The researchers used the SOMAscan assay to compare levels of blood proteins in 165 individuals with Down syndrome and 98 controls, and they identified 299 proteins that differed significantly between the two groups. Surprisingly, most of these proteins are not encoded by genes located on chromosome 21, but are associated with immune system control. Down syndrome individuals appear to have something that resembles an autoinflammatory condition, with elevated levels of proteins that promote inflammation but deficiencies in proteins that help eliminate foreign pathogens. The findings provide a new way to think about Down syndrome and possible targets of therapies to improve the health and lifespan of those with Down syndrome as well as the general population.

Sullivan, KD et al. (2017) “Trisomy 21 causes changes in the circulating proteome indicative of chronic autoinflammation” Scientific Reports 7(1): 14818.
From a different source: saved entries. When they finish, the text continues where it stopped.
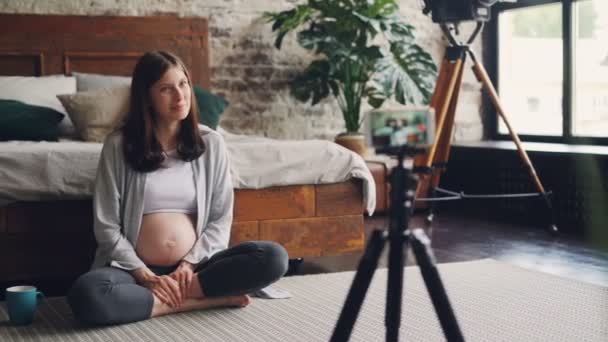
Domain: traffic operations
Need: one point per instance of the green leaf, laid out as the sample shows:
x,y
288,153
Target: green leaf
x,y
312,83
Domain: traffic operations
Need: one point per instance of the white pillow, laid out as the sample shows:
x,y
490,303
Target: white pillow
x,y
40,91
97,113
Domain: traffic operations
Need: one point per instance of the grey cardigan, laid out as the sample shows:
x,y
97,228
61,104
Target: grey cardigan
x,y
118,203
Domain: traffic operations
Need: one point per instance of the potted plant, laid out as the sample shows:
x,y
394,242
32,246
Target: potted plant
x,y
364,49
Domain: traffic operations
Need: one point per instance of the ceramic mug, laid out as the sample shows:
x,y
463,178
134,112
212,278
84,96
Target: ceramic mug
x,y
22,302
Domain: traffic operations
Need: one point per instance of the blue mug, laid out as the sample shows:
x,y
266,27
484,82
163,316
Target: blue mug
x,y
22,302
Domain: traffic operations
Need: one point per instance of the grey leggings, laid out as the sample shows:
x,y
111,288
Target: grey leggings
x,y
110,295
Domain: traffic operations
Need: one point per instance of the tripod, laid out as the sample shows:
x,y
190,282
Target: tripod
x,y
403,182
444,100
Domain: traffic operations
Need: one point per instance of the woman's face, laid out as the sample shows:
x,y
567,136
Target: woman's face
x,y
170,96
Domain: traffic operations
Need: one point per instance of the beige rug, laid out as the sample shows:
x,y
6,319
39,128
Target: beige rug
x,y
492,300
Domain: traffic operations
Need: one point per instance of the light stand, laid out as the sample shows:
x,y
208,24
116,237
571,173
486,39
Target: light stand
x,y
403,182
444,100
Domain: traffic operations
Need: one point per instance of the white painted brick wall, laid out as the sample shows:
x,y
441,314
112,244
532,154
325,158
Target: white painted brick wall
x,y
251,74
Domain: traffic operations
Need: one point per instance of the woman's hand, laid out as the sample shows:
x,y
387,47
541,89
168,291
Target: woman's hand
x,y
183,274
164,287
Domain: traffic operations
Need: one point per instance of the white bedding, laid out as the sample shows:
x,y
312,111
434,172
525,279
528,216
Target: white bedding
x,y
31,171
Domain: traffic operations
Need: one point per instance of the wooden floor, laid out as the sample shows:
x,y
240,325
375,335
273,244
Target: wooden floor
x,y
460,238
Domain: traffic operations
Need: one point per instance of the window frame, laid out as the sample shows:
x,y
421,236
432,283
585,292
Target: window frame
x,y
491,37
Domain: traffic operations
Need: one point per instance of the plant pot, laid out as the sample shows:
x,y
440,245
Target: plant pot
x,y
352,141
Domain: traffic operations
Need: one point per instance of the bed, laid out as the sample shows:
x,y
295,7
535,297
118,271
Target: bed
x,y
46,228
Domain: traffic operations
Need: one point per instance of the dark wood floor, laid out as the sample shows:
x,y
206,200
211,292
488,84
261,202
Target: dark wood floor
x,y
456,237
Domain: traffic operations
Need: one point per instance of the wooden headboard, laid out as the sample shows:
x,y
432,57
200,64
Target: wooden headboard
x,y
36,45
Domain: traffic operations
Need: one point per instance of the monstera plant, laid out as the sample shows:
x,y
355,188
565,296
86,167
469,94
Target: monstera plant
x,y
364,49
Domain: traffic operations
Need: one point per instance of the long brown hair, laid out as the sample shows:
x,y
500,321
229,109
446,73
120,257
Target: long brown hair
x,y
142,148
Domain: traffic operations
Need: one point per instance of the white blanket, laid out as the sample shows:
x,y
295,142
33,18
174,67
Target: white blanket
x,y
33,171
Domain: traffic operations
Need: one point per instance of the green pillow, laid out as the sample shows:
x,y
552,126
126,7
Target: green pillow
x,y
20,121
210,107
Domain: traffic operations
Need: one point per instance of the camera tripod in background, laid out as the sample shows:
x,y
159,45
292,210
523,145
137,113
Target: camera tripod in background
x,y
444,101
399,236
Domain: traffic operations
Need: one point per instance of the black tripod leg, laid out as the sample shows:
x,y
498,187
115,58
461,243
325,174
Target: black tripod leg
x,y
356,294
431,213
550,213
432,280
398,244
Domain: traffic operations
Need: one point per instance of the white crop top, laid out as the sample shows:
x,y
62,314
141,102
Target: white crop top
x,y
170,188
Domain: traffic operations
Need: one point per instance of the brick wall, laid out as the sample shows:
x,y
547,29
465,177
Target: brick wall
x,y
251,74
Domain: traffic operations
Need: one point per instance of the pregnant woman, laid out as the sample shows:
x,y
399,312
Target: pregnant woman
x,y
163,206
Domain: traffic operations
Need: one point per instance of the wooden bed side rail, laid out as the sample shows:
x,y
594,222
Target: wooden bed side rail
x,y
55,238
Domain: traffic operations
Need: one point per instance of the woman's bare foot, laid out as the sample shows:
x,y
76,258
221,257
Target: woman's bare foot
x,y
191,304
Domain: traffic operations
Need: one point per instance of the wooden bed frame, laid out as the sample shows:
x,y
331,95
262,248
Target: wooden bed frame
x,y
55,238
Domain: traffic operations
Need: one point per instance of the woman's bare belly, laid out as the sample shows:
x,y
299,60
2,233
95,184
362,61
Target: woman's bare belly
x,y
165,238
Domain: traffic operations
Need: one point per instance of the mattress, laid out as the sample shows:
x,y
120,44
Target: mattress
x,y
34,171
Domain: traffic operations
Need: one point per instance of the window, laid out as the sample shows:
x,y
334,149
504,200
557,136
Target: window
x,y
552,69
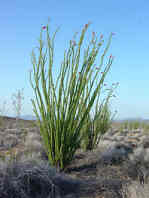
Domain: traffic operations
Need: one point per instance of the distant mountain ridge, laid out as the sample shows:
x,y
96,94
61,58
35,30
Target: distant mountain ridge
x,y
32,117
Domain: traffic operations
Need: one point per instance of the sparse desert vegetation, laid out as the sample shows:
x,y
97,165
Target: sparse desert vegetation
x,y
68,152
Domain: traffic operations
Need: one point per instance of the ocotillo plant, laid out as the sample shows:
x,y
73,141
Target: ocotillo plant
x,y
17,99
97,125
58,104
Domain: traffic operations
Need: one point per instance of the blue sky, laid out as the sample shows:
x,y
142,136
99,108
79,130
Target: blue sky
x,y
20,23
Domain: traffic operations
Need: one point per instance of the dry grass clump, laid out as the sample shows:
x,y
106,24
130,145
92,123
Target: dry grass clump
x,y
32,179
135,190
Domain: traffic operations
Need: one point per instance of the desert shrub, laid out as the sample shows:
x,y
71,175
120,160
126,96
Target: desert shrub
x,y
58,104
98,124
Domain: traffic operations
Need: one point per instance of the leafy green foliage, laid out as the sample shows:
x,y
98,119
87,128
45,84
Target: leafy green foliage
x,y
59,104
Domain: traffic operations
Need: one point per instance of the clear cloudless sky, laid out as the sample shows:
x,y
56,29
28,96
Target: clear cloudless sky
x,y
20,25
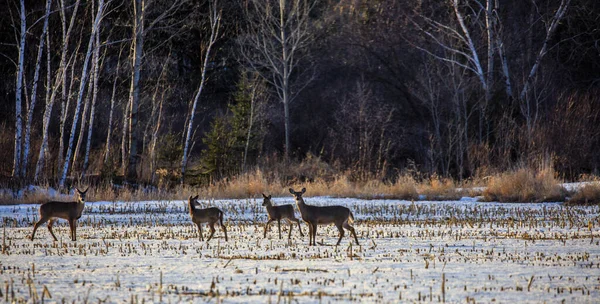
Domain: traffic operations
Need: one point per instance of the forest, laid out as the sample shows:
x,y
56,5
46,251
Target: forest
x,y
170,92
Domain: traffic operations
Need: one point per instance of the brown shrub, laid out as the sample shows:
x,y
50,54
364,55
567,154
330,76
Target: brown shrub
x,y
524,185
589,194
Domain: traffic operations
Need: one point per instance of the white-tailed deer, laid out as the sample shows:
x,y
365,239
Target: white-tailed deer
x,y
208,215
70,211
277,213
316,215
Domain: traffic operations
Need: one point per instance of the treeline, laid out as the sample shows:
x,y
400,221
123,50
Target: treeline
x,y
199,91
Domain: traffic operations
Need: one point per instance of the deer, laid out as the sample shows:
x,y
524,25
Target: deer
x,y
70,211
208,215
277,213
317,215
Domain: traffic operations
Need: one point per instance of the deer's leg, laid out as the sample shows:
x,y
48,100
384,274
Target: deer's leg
x,y
50,223
200,232
72,226
299,228
347,226
314,234
341,230
35,227
267,227
279,227
224,231
212,231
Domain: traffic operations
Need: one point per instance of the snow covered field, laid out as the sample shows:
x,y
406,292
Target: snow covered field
x,y
462,251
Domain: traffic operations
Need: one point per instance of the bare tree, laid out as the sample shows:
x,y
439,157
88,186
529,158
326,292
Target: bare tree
x,y
33,99
558,16
62,70
275,43
139,31
18,93
95,75
111,110
215,25
84,74
59,81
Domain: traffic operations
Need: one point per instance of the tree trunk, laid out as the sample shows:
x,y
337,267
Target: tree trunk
x,y
92,110
80,137
33,100
111,111
47,113
564,5
215,22
84,75
18,94
134,92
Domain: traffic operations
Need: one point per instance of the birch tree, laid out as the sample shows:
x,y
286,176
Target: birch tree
x,y
215,24
139,31
83,81
275,43
95,75
53,86
18,93
63,66
33,99
111,111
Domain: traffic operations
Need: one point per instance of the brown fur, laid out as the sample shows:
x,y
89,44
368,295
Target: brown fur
x,y
208,215
277,213
70,211
316,215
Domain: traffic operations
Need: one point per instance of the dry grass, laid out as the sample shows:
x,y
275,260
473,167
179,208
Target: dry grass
x,y
437,188
525,185
586,195
522,185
Modified DNA aptamer inhibits IL-1α signaling

Modified DNA aptamer inhibits IL-1α signaling

In an article published online in Nature Communications, scientists from SomaLogic and Yale University report that they have successfully generated a novel Slow Off-rate Modified Aptamer (SOMAmer) molecule that binds tightly to interleukin 1 alpha (IL-1α), an essential inflammatory protein implicated in cancer and other diseases. The SOMAmer (called SL1067) shows high specificity for IL-1α and can block its activity. SL1067 could therefore be a useful tool for elucidating IL-1α’s role in producing inflammation and regulating the immune system.

IL-1α/SL1067 structure with IL-1α in green. SL1067 is in cyan with naphthyl-modified residues in orange.

The researchers determined the three-dimensional structure of SL1067 bound to IL-1α, providing the first high-resolution structure of this essential protein. This is also the first crystal structure of a SOMAmer that contains bases modified with naphthyl groups, five of which are involved in IL-1α binding. The naphthyl modifications allow SL1067 to adopt a very compact structure with unusual three-dimensional shapes that have never been seen before. Since SL1067 is small (only 22 nucleotides in length), stable and easily synthesized, it serves as an excellent starting point for development of novel therapeutic molecules that target IL-1α.


Ren, X et al. (2017) “Structural basis for IL-1α recognition by a modified DNA aptamer that specifically inhibits IL-1α signaling” Nat Commun, epub ahead of print.